Cara Licik Anggota Yakuza Menipu Korbannya Lewat Telepon
Markas mafia Jepang - Yakuza - terutama untuk penipuan lewat telepon, biasa dijuluki Oleole Sagi,
Editor: Widiyabuana Slay
Laporan Koresponden Tribunnews.com, Richard Susilo, dari Tokyo Jepang
TRIBUNNEWS.COM - Markas mafia Jepang - Yakuza - terutama untuk penipuan lewat telepon, biasa dijuluki Oleole Sagi, ternyata pindah ke China untuk menghindari kepolisian Jepang. Apabila terdeteksi nomor telepon dan jaringan ke jaringan di China, maka polisi Jepang tak bisa berbuat apa-apa kecuali minta bantuan kepolisian China. Sementara kepolisian China juga tampaknya pusing juga dengan cara penipuan lewat telpon yang dilakukan dari China.

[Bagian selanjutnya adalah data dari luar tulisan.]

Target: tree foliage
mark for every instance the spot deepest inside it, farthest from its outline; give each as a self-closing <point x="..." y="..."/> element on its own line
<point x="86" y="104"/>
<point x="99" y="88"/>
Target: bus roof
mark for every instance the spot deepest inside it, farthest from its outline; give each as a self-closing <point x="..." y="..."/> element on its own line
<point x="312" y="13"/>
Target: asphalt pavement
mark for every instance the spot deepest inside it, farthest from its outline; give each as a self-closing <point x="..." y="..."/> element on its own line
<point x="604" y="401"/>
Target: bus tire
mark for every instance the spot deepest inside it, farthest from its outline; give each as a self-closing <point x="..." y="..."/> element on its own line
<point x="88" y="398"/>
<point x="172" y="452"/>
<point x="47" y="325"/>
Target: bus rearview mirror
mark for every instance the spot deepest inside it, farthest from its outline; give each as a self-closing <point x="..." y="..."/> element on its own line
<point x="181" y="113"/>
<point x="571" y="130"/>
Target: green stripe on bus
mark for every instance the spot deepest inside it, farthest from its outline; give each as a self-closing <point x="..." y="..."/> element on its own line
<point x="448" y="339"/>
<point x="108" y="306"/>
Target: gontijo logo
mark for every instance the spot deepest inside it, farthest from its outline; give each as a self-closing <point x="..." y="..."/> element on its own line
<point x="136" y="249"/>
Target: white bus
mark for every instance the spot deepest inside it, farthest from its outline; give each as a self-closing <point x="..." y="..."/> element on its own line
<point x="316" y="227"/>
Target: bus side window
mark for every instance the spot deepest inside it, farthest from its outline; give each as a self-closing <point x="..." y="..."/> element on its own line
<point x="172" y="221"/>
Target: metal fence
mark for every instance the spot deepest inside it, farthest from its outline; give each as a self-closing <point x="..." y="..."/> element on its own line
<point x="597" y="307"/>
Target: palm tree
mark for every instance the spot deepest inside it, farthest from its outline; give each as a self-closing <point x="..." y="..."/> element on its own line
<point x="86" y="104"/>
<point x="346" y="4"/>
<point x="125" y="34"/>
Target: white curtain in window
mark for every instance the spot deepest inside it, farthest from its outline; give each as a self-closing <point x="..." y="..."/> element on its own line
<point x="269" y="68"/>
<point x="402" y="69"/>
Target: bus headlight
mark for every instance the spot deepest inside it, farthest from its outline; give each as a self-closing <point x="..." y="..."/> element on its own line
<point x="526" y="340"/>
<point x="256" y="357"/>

Demikian ungkap Kenji Ogata, wartawan Asahi dalam tulisan 14 Januari lalu. Menurutnya, tahun lalu jumlah kerugian hasil Oleole Sagi ini mencapai 42,5 miliar yen per November 2013. Jumlah ini melampaui tahun 2012 dan tertinggi dalam sejarah kriminal Oleole Sagi di Jepang. Tahun 2012 kerugian mencapai 36,4 miliar yen, berarti menunjukkan peningkatan jumlah kerugian.
Seorang polisi yang menangani kasus Oleole Sagi hanya mengatakan, "Karena kita belum dapat menangkap pelaku utama penipuan ini, maka kita belum dapat menekan jumlah kerugian yang terjadi tersebut," paparnya.
Seorang anggota Yakuza yang pindah dari Jepang ke Provinsi Fujian China, sebelah Tenggara China, mengungkapkan banyak hal mengenai kelompok penipu Yakuza ini yang bergerak dari China untuk menipu warga Jepang di Jepang.
Para anggota Yakuza di China benar-benar bekerja keras untuk menjalankan operasinya, menipu dari China, menelepon ke Jepang. Bahkan sampai mereka kesulitan ke luar dan kalau ke luar dilarang bicara bahasa Jepang serta berbagai ketentuan lain agar usaha jahatnya ini tak dicurigai masyarakat. Bahkan kalau ke luar, makan, harus di restoran tertentu yang sudah diberitahukan sebelumnya.
Seorang penipu yang bekerja untuk proyek Oleole Sagi ini bisa mendapatkan dua juta yen per hari apabila berhasil menipu orang Jepang dari sebuah kondominium tingkat tinggi yang bagus di provinsi Fujian tersebut.
Mereka bekerja dilakukan oleh sedikitnya 10 anggota Yakuza Jepang mulai tahun 2013. Beda jam hanya satu jam antara Fujian dan Jepang. Kerjanya menelepon warga Jepang antara pukul 8.30 sampai dengan pukul 14.30 waktu Jepang, sebelum lembaga keuangan Jepang tutup, karena targetnya adalah ambil uang dan atau transfer uang di bank yang tutup tellernya pada pukul 15.00 waktu Jepang.
Para penipu juga menggunakan IP phone yang relatif murah dan sulit dideteksi karena menggunakan internet biasa disebut telepon internet.
Mereka mendapat daftar para orangtua lanjut usia yang hidup sendiri dan di klasifikasikan tinggal berdasarkan wilayah tinggal.
Tiga atau empat orang penipu menelepon satu target dengan posisi (jabatan) berbeda-beda. Misalnya satu orang pura-pura menjadi polisi. Orang lain pura-pura sebagai pejabat asosiasi perbankan Jepang. Satu orang lagi pura-pura sebagai penasehat hukum atau pengacara.
Tentu saja semua memerankan fungsi dengan sangat profesional sehingga warga Jepang terutama orangtua Jepang itu tertipu dan bergerak menuju bank mengambil uang untuk ditransfer atau diserahkan kepada orang yang ditunjuk si penipu.
Apabila korban sudah bisa dikendalikan, maka yang pura-pura sebagai orang bank akan menelepon dan mengatakan, "Ada stafnya dari bank akan mengambil uang dan jangan tutup telepon ini sampai staf saya dari bank datang," papar penipu yang berpura-pura sebagai pejabat bank.
Telepon sengaja tidak boleh ditutup atau diputus untuk menghindarkan korban menelpon polisi atau menghindarkan korban mengecek ke pihak lain kebenaran telepon tersebut. Setelah staf (palsu) datang dan uang diterima, serta pulang, barulah telepon ditutup dan uang hilang dibawa penipu.